While many different approaches have been used for creating artificial muscles, including hydraulic systems, servo motors, shape-memory metals, and polymers that respond to stimuli, they all have limitations, including high weight or slow response times. The new fibre-based system, by contrast, is extremely lightweight and can respond very quickly, the researchers say.
The new fibres were developed by MIT postdoc Mehmet Kanik and MIT graduate student Sirma Örgüç, working with professors Polina Anikeeva, Yoel Fink, Anantha Chandrakasan, and C. Cem Taşan, among others, using a fibre-drawing technique to combine two dissimilar polymers into a single strand.
The key to the process is mating together two materials that have very different thermal expansion coefficients — meaning they have different rates of expansion when they are heated. This is the same principle used in many thermostats, for example, using a bimetallic strip as a way of measuring temperature. As the joined material heats up, the side that wants to expand faster is held back by the other material. As a result, the bonded material curls up, bending toward the side that is expanding more slowly.
Using two different polymers bonded together, a very stretchable cyclic copolymer elastomer and a much stiffer thermoplastic polyethylene, Kanik, Örgüç and colleagues produced a fibre that, when stretched out to several times its original length, naturally forms itself into a tight coil, very similar to the tendrils that cucumbers produce. But what happened next actually came as a surprise when the researchers first experienced it. “There was a lot of serendipity in this,” Anikeeva recalled.
As soon as Kanik picked up the coiled fibre for the first time, the warmth of his hand alone caused the fibre to curl up more tightly. Following up on that observation, he found that even a small increase in temperature could make the coil tighten up, producing a surprisingly strong pulling force. Then, as soon as the temperature went back down, the fibre returned to its original length. In later testing, the team showed that this process of contracting and expanding could be repeated 10,000 times “and it was still going strong,” Anikeeva said.
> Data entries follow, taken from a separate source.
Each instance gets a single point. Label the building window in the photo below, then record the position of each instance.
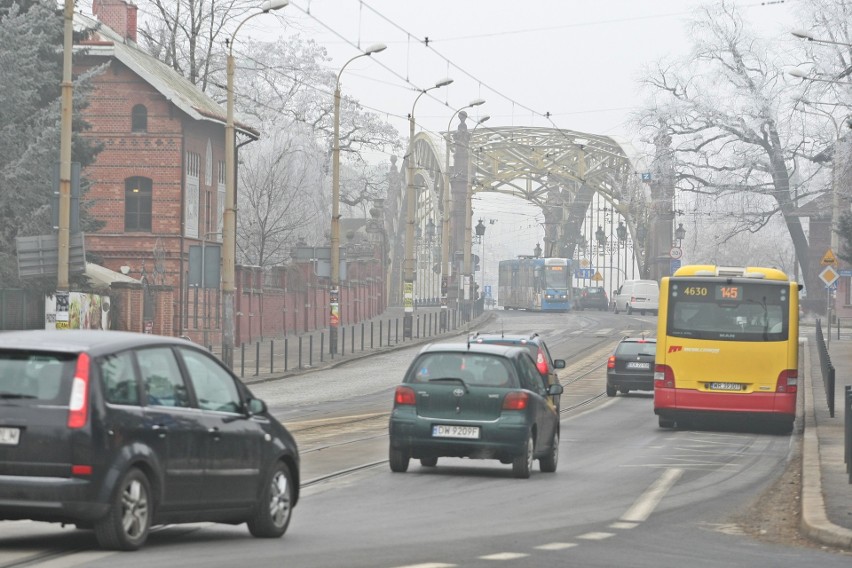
(139, 119)
(137, 204)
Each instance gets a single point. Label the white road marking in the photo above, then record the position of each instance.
(595, 536)
(556, 546)
(623, 525)
(648, 501)
(504, 556)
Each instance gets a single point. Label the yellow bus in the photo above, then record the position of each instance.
(727, 346)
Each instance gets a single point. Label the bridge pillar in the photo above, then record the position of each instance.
(459, 187)
(657, 259)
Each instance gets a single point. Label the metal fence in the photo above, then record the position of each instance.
(826, 367)
(278, 356)
(847, 431)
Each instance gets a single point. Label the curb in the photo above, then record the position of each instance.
(814, 522)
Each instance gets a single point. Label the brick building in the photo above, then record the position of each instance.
(159, 183)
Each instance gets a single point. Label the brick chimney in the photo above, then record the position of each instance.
(119, 15)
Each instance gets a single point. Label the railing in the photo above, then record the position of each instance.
(847, 432)
(271, 356)
(826, 367)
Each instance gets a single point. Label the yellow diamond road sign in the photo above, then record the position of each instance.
(828, 259)
(829, 275)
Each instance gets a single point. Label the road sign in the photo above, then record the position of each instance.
(828, 259)
(829, 276)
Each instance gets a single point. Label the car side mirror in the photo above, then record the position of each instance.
(255, 406)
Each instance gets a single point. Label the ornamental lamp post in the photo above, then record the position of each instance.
(445, 225)
(680, 234)
(334, 296)
(408, 265)
(229, 217)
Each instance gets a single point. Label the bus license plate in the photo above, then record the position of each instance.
(450, 431)
(9, 436)
(726, 386)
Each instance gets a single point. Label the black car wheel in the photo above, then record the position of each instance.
(548, 463)
(522, 464)
(398, 460)
(275, 508)
(126, 525)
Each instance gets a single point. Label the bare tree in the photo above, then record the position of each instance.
(191, 35)
(733, 125)
(277, 179)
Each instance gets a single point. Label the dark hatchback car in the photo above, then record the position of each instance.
(631, 366)
(120, 431)
(474, 401)
(537, 348)
(592, 298)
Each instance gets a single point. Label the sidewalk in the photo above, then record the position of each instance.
(826, 491)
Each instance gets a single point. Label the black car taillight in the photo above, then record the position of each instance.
(78, 405)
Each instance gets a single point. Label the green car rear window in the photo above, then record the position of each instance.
(473, 368)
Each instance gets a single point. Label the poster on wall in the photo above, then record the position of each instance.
(76, 310)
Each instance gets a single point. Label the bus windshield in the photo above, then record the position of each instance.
(733, 311)
(556, 277)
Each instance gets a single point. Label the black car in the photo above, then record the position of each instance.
(120, 431)
(631, 366)
(592, 298)
(537, 348)
(474, 401)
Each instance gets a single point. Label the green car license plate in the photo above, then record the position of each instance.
(452, 431)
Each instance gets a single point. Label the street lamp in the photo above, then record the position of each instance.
(334, 295)
(445, 227)
(680, 233)
(229, 218)
(408, 272)
(468, 214)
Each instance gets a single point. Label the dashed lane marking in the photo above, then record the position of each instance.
(596, 536)
(648, 501)
(556, 546)
(504, 556)
(623, 525)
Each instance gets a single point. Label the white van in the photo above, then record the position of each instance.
(637, 296)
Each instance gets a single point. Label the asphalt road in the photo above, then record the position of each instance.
(626, 493)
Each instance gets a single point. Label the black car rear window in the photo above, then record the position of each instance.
(42, 377)
(636, 348)
(473, 368)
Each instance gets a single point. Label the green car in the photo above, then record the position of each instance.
(475, 401)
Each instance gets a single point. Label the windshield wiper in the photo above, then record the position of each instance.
(15, 395)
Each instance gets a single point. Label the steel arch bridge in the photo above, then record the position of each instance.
(558, 170)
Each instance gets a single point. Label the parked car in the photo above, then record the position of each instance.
(537, 348)
(593, 298)
(119, 431)
(474, 401)
(637, 296)
(631, 366)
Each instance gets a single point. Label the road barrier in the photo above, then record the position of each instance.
(827, 369)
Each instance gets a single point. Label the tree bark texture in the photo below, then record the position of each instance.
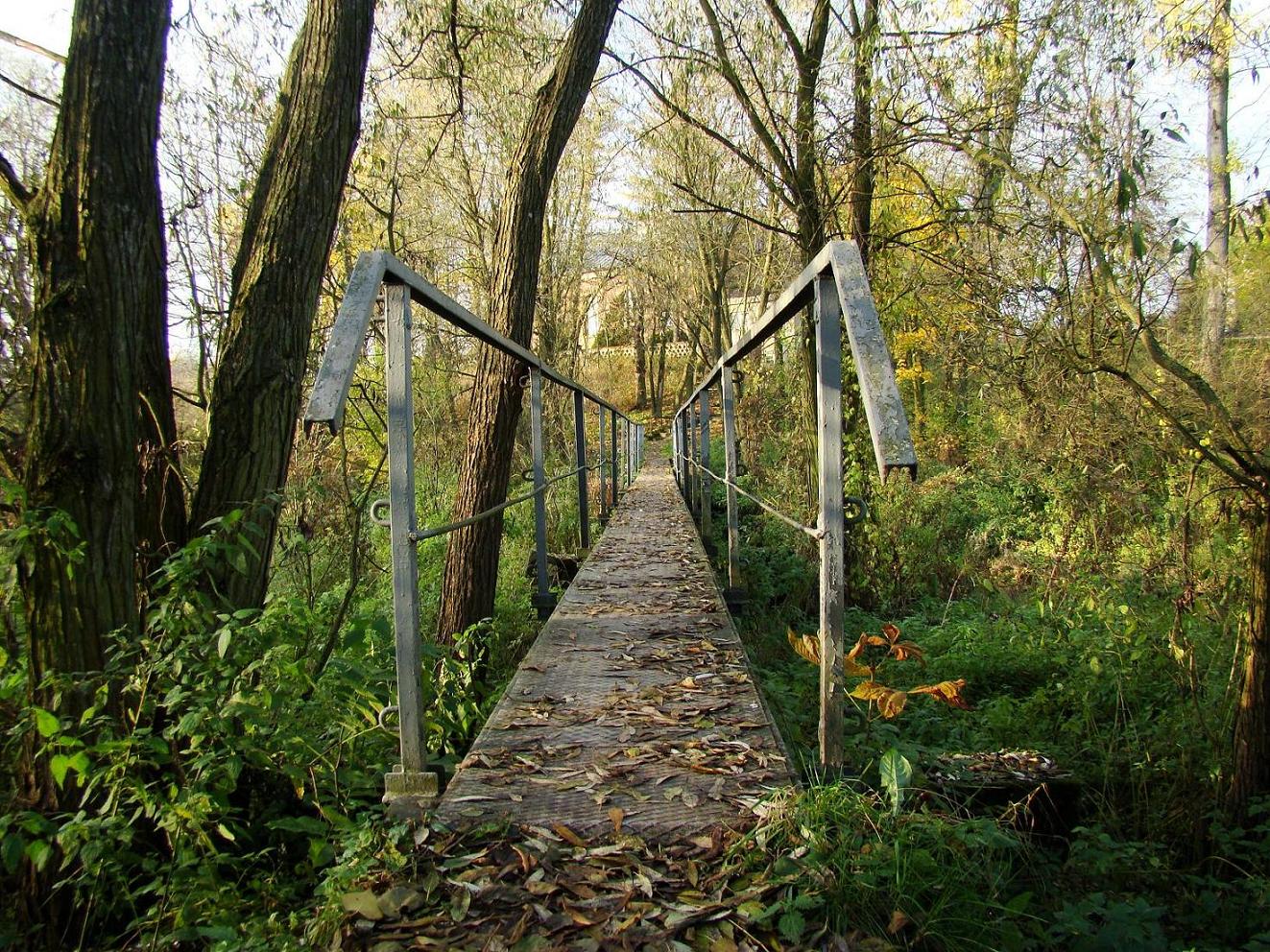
(864, 172)
(1250, 770)
(101, 301)
(277, 274)
(1218, 230)
(471, 556)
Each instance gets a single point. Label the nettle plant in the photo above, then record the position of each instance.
(870, 655)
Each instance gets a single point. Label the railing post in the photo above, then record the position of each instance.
(828, 402)
(604, 472)
(675, 451)
(543, 601)
(707, 476)
(408, 779)
(579, 440)
(731, 471)
(684, 472)
(612, 463)
(695, 472)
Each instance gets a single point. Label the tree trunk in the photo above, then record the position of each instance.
(277, 274)
(1250, 771)
(862, 173)
(101, 305)
(471, 556)
(640, 346)
(1217, 266)
(95, 219)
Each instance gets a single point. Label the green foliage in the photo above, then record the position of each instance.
(217, 778)
(926, 878)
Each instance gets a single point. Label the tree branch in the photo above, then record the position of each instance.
(32, 47)
(14, 191)
(743, 98)
(28, 91)
(715, 207)
(770, 181)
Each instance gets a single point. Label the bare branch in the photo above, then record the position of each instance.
(726, 209)
(743, 99)
(14, 191)
(32, 47)
(28, 91)
(761, 170)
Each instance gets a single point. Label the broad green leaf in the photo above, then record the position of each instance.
(11, 852)
(791, 925)
(38, 852)
(46, 723)
(58, 767)
(897, 774)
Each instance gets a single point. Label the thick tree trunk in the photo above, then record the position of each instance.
(471, 558)
(1250, 771)
(1217, 266)
(99, 317)
(101, 295)
(277, 275)
(640, 348)
(862, 173)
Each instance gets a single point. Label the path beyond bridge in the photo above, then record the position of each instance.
(636, 707)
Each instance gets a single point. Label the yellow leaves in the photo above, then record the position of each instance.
(806, 646)
(947, 691)
(889, 701)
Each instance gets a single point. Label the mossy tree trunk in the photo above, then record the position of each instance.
(98, 341)
(1250, 767)
(277, 274)
(471, 556)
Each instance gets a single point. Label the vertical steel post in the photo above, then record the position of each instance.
(730, 459)
(707, 475)
(675, 451)
(408, 779)
(543, 601)
(579, 440)
(602, 471)
(684, 471)
(612, 463)
(828, 401)
(695, 476)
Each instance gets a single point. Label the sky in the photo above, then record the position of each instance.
(47, 22)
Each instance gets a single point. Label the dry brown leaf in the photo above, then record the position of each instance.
(806, 646)
(568, 835)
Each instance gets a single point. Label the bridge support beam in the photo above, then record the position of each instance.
(579, 441)
(828, 404)
(707, 475)
(612, 461)
(408, 782)
(602, 470)
(733, 594)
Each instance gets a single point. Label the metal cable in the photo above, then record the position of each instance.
(419, 536)
(762, 504)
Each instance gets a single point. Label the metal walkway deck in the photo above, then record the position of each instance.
(635, 707)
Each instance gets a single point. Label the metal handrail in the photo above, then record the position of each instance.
(762, 504)
(421, 535)
(836, 286)
(373, 270)
(400, 286)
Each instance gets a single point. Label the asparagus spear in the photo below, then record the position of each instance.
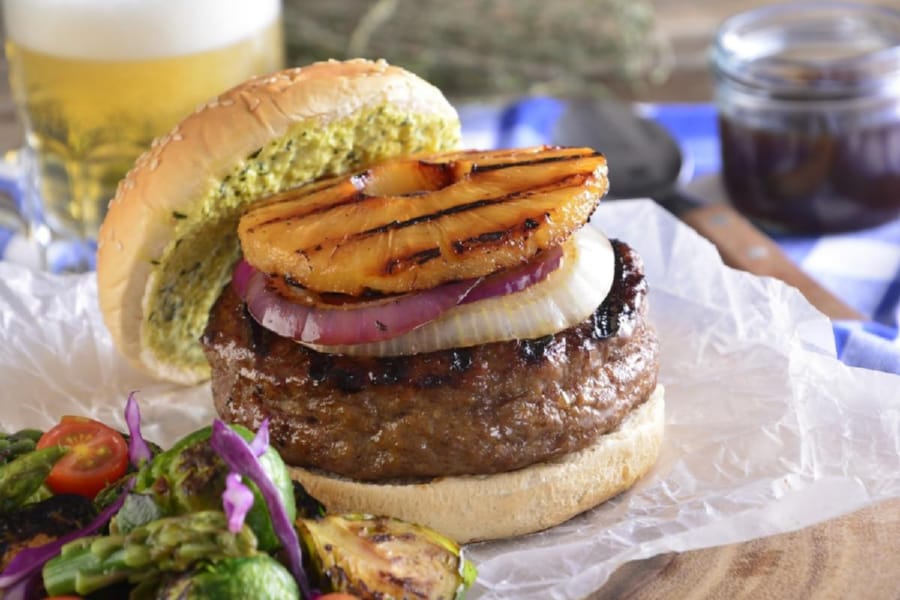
(13, 445)
(25, 475)
(169, 544)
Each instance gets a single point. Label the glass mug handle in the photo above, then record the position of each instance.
(15, 245)
(23, 240)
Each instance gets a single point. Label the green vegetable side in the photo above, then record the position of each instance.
(190, 477)
(171, 538)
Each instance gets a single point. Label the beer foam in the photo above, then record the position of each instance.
(134, 29)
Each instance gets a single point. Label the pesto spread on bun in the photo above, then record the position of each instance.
(434, 334)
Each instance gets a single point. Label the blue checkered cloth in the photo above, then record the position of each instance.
(862, 268)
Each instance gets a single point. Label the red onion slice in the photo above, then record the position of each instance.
(377, 321)
(516, 280)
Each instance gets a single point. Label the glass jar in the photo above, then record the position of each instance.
(809, 114)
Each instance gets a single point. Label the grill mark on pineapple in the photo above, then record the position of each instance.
(395, 265)
(303, 212)
(481, 168)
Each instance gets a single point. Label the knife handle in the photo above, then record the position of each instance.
(743, 246)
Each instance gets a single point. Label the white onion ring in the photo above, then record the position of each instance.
(564, 299)
(378, 321)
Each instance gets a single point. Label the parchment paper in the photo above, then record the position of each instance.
(766, 431)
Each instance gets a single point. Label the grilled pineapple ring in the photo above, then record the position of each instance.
(416, 223)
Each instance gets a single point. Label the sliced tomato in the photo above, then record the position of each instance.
(98, 455)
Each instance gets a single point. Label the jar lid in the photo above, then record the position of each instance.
(811, 49)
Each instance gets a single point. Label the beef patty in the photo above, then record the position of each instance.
(484, 409)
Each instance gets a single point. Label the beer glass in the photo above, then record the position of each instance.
(95, 81)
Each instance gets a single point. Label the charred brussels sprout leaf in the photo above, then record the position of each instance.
(379, 557)
(260, 577)
(190, 477)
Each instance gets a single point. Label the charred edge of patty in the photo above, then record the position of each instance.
(489, 408)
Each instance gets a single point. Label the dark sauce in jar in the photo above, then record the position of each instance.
(809, 115)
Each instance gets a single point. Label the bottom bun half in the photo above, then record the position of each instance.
(477, 508)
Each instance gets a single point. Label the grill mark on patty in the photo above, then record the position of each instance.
(486, 409)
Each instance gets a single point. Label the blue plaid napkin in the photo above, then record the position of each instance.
(862, 267)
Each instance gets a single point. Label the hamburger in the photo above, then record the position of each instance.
(433, 333)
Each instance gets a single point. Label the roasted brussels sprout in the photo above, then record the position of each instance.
(190, 477)
(260, 577)
(380, 557)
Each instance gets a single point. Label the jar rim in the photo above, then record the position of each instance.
(830, 49)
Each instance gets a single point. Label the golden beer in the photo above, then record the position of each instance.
(90, 112)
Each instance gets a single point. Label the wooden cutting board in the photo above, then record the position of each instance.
(855, 557)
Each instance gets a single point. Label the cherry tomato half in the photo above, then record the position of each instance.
(97, 455)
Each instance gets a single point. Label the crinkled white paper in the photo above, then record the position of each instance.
(766, 431)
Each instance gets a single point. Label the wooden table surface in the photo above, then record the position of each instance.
(856, 556)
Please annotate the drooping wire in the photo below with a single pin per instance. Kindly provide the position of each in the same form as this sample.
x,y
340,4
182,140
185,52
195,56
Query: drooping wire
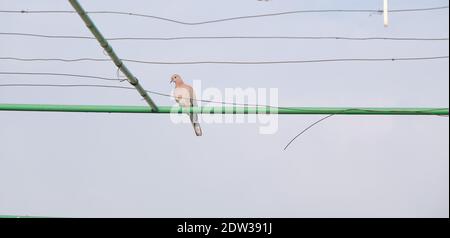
x,y
230,62
425,111
231,37
307,129
372,11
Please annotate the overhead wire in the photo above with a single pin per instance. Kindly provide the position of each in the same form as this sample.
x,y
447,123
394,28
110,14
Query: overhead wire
x,y
371,38
373,11
67,60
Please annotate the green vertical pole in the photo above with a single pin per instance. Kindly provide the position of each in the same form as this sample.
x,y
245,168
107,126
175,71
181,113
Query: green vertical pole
x,y
117,61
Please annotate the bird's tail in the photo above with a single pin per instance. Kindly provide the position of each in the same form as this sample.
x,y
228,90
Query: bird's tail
x,y
195,124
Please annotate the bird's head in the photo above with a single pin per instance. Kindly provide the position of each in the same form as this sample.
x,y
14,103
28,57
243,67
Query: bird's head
x,y
176,79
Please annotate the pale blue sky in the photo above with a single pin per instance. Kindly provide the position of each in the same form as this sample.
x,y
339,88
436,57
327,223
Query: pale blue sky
x,y
108,165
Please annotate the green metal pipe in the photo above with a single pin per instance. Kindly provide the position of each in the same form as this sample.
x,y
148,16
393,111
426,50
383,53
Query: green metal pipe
x,y
226,110
107,47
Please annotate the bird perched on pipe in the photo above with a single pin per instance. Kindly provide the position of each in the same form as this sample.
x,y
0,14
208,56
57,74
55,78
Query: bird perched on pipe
x,y
184,95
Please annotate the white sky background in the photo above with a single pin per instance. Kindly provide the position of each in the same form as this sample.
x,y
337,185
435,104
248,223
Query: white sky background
x,y
110,165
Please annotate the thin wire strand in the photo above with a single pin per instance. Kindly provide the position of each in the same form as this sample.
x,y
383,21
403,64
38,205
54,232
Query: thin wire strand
x,y
307,129
378,11
59,74
229,62
230,38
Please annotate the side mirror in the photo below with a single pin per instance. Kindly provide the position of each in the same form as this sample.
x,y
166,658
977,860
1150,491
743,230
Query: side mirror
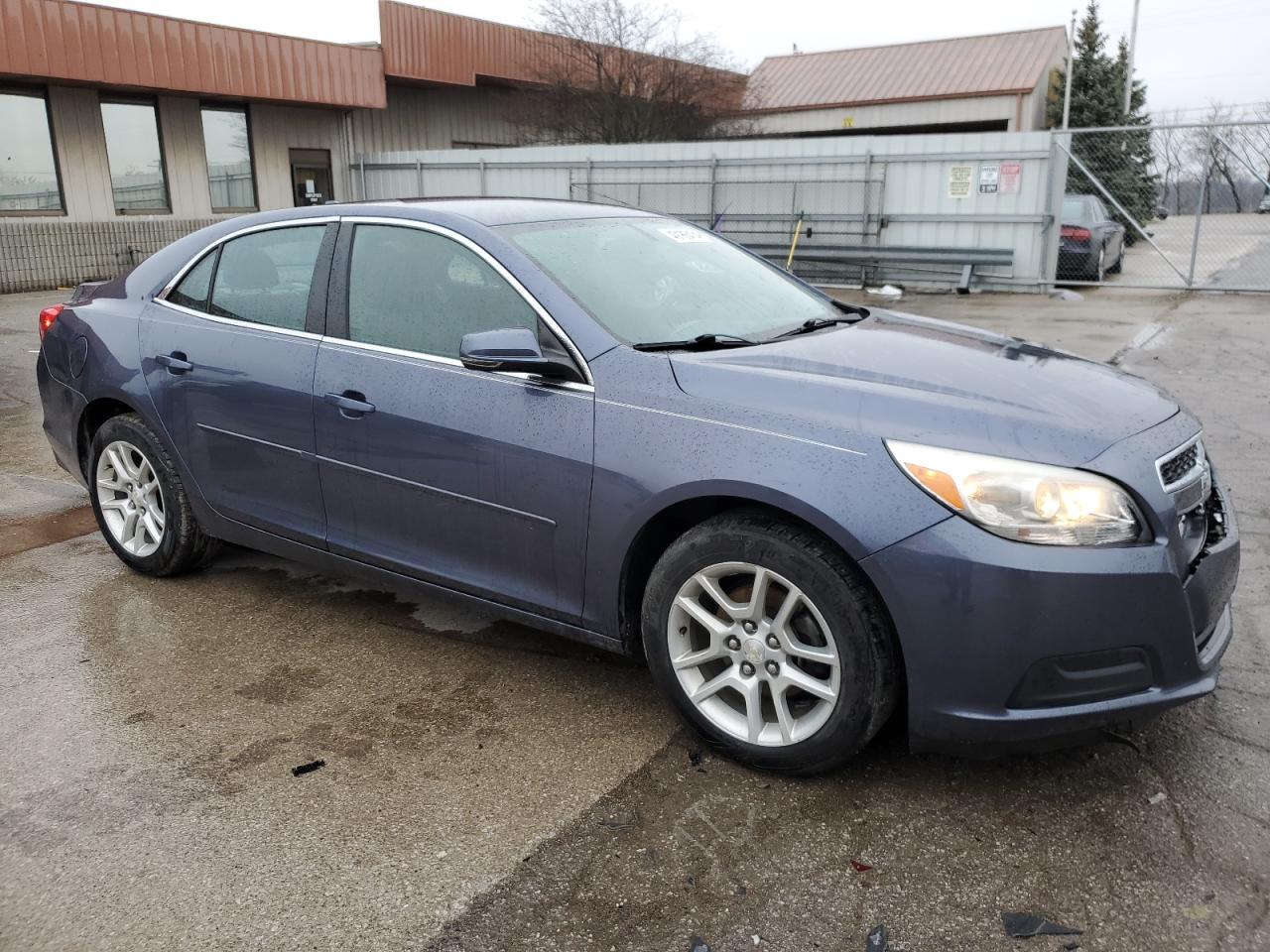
x,y
511,349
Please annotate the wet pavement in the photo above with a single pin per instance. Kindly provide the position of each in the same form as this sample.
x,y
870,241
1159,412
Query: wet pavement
x,y
489,787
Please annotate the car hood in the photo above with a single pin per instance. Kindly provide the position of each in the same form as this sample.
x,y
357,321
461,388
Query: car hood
x,y
916,379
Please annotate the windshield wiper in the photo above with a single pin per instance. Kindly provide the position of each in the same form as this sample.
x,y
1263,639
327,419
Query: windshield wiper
x,y
701,341
818,322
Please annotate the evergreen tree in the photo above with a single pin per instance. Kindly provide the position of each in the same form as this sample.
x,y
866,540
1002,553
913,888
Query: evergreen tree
x,y
1121,162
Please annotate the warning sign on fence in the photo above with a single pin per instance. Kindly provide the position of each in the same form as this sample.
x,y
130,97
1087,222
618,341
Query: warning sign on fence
x,y
1011,177
959,180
One of the reasons for that longevity, she said, is that “everything is operating under very moderate conditions,” including low activation temperatures. Just a 1 degree Celsius increase can be enough to start the fibre contraction.
The fibres can span a wide range of sizes, from a few micrometers (millionths of a meter) to a few millimetres in width, and can easily be manufactured in batches up to hundreds of meters long. Tests have shown that a single fibre is capable of lifting loads of up to 650 times its own weight. For these experiments on individual fibres, Örgüç and Kanik have developed dedicated, miniaturised testing setups.
Kanik said that the possibilities for materials of this type are virtually limitless, because almost any combination of two materials with different thermal expansion rates could work, leaving a vast realm of possible combinations to explore. He added that this new finding was like opening a new window, only to see “a bunch of other windows” waiting to be opened.